I’ve been posting on this issue for a few days now. The new Federal Reserve Bank rule to cap prices on what banks may charge merchants each time they swipe a transaction will take effect in April unless the new Congress steps in to push this off and study the effect it will have on the market.  In my opinion, and in the opinion of other banking industry experts, this new rule will threaten the flow of credit to low-income Americans and promises higher fees on all bank services for nearly everyone else.  As I’ve said in earlier posts, it’s the consumer whom Congress purports to help, but who gets it in the neck in the end. The financial reform mess called Dodd-Frank has a provision inside that is basically a hit to giant retailers, while whacking the banks yet again.

As reported in WSJ, CNBC and others, under current rules, every time a customer uses a debit card in a store, the issuing bank charges the merchant a small transaction fee, which represents a percentage of the sale. Under the new Fed rule, which will take effect in April unless Congress acts to stop it that fee will be capped at 12 cents per transaction, reducing the charges by some $12 billion to $14 billion and in effect transferring the cost of debit cards from the merchants who pay the fees to the consumers who use them.

Naturally the merchants applaud this because it reduces their costs by as much as $ 14 billion, and they “promise” to reduce prices accordingly. Don’t hold your breathe because price reductions will never happen. The merchants’ windfall will be recouped by the banks who will simply increase checking account fees, charging for debit card usage if they can, or simply requiring maximum debit card transaction amounts like the $ 50-$100 limit being discussed at Bank of America. I've met with Chase bankers and they have told me that the bank is considering maximum debit card transaction limits, and they have already eliminated free checking tied to the quantity of debit card transactions.

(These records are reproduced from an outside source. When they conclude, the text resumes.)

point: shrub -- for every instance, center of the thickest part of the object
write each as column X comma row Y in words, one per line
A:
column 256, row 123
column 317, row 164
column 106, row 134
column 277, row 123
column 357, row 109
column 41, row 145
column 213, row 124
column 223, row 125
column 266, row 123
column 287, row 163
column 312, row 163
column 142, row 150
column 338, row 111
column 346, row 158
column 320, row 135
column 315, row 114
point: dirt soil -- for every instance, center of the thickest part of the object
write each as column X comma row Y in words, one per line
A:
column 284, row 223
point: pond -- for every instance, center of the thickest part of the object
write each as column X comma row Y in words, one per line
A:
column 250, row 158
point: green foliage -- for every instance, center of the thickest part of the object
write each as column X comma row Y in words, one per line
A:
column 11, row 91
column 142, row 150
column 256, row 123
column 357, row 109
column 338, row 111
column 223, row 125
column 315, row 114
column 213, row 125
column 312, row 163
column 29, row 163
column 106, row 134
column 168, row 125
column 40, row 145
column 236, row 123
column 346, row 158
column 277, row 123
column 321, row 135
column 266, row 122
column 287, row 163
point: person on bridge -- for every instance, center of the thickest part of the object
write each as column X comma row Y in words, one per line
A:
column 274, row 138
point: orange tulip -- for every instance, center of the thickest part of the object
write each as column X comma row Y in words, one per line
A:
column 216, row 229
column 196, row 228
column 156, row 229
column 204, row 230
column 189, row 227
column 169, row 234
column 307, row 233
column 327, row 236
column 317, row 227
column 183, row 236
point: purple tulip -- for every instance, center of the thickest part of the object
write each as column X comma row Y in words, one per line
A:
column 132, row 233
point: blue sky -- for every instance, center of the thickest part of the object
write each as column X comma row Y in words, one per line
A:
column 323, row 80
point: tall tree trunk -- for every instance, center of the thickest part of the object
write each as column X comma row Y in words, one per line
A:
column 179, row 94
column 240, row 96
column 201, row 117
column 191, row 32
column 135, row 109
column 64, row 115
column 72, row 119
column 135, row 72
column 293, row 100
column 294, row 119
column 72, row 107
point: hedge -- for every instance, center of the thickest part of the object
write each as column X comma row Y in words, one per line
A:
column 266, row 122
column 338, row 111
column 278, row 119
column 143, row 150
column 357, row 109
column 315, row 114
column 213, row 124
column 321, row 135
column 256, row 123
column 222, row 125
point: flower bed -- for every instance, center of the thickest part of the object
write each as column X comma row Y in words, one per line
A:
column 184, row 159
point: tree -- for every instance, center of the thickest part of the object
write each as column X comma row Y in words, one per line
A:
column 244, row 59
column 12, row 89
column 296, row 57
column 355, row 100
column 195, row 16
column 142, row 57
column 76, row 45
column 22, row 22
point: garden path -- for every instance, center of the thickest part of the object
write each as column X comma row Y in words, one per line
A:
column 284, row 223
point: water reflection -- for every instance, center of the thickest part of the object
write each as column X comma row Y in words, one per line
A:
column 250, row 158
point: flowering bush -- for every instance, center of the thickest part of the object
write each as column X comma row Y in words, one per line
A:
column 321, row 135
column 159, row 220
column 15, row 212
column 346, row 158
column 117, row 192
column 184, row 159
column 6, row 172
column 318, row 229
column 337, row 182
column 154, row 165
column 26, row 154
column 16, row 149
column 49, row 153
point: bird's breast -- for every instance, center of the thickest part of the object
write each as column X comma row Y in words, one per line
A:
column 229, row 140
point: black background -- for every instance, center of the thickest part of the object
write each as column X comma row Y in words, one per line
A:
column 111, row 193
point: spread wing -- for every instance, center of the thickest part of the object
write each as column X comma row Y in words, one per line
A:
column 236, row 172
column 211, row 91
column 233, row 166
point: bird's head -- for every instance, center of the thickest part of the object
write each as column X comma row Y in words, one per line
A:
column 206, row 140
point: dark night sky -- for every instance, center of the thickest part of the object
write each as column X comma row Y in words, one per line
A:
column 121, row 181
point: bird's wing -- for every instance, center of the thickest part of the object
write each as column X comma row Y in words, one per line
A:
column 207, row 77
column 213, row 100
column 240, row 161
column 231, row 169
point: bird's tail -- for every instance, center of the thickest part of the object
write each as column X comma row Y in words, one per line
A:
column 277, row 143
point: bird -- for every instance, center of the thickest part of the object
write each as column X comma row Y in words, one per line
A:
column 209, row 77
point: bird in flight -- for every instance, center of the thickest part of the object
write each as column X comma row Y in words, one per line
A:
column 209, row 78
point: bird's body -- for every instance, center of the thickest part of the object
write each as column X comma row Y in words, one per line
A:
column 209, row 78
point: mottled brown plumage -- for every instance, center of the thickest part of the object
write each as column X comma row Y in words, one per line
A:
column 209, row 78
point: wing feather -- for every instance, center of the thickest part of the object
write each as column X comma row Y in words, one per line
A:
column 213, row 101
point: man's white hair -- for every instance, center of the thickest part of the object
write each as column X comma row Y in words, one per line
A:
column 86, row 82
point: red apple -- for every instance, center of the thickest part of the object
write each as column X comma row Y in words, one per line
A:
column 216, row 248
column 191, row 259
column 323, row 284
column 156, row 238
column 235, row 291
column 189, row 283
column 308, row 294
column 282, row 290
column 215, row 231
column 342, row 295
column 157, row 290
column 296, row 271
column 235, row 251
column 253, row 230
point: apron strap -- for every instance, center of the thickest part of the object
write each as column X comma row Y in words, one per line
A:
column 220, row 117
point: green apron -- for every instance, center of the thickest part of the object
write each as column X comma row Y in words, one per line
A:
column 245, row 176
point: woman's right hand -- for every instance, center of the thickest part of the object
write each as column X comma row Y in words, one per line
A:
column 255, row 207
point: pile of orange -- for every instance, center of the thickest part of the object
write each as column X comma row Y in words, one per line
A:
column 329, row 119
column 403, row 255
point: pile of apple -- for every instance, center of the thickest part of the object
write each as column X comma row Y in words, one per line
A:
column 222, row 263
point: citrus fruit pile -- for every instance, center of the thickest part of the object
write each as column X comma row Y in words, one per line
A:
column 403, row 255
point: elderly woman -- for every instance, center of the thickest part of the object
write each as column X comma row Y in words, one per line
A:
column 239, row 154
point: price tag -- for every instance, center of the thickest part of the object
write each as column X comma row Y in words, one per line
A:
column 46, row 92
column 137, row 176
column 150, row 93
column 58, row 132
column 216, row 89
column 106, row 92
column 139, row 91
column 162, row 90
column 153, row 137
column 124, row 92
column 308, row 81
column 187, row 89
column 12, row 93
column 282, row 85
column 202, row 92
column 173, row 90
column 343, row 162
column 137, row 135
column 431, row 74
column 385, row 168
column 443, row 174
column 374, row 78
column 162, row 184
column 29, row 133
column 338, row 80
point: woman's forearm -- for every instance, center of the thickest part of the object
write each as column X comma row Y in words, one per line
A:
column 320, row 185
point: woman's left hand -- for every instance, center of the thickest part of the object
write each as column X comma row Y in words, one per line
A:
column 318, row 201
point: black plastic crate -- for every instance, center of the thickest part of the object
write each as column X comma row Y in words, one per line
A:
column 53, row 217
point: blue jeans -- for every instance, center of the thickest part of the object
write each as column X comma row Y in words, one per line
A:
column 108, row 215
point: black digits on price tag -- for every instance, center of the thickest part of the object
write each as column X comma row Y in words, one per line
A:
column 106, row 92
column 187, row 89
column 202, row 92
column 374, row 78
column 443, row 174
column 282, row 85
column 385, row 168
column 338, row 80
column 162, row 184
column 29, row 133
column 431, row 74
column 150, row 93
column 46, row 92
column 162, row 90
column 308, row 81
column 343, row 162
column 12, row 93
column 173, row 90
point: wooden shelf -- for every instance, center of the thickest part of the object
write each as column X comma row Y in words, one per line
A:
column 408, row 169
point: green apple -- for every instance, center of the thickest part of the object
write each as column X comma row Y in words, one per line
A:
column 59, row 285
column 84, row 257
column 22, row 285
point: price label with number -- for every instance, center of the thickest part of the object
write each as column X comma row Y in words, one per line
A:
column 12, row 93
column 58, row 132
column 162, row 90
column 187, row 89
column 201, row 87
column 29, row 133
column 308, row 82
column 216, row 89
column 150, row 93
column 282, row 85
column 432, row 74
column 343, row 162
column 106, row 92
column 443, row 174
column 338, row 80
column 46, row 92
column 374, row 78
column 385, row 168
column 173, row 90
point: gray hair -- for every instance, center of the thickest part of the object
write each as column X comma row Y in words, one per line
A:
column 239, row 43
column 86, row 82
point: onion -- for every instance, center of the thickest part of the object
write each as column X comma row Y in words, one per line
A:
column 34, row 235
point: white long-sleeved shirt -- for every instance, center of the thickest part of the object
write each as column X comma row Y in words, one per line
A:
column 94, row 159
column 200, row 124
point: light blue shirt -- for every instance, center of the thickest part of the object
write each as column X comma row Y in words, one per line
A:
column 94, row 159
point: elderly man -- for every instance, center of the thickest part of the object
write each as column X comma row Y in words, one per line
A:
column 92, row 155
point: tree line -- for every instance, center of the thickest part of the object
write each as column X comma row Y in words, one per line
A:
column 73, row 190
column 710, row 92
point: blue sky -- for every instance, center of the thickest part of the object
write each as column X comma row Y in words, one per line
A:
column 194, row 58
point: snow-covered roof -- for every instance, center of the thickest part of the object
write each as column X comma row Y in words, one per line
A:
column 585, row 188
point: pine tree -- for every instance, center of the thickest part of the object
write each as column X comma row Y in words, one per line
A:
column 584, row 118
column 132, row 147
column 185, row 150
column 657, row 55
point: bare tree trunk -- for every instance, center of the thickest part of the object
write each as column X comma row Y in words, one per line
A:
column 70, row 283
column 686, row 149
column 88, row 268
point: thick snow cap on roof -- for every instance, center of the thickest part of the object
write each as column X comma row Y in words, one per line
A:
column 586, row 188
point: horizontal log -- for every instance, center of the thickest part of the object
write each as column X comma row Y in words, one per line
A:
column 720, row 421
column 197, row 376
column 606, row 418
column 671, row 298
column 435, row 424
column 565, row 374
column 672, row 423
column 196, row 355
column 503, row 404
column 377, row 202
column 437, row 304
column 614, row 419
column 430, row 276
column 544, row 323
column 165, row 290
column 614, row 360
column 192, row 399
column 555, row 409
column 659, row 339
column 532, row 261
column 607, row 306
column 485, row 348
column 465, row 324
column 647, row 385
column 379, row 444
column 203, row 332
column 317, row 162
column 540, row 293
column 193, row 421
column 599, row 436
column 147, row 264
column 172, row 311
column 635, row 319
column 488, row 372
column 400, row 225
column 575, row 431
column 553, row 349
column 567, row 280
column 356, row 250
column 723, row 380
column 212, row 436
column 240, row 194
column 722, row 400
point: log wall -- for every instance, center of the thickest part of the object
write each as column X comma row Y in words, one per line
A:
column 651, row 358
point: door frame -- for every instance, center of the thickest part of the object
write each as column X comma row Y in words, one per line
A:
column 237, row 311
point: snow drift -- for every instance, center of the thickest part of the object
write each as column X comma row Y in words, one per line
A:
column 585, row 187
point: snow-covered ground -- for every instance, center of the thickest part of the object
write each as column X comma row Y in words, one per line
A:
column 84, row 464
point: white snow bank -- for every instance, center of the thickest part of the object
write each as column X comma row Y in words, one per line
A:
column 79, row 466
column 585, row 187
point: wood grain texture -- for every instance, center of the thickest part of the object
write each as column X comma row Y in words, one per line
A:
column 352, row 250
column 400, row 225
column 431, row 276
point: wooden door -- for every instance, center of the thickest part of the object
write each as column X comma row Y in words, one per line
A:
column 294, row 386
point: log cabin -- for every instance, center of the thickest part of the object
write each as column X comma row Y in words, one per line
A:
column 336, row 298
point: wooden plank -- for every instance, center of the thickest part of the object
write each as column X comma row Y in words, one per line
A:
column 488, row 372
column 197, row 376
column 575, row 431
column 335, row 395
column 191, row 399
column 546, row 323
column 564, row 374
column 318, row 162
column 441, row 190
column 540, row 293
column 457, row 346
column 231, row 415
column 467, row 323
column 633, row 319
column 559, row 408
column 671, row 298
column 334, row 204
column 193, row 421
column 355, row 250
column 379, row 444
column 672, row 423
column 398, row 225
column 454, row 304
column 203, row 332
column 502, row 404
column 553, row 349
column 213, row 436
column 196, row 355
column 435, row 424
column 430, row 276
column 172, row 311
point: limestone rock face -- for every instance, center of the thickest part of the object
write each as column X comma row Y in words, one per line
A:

Congress’s meddling in the financial markets has proven to be a bad thing to consumers. Just look at the 2009 effort to regulate credit cards.  Price controls set in that effort have lead to denial of credit to marginal borrowers, cutting of credit limits without warning, cancellation of entire lines of credit and more.  Many of these sub-prime borrowers have been forced into the arms of payday lenders (some of the most expensive loans known to man).

Write on a chalk board 1,000 times: Price controls on credit lead to . . . less credit.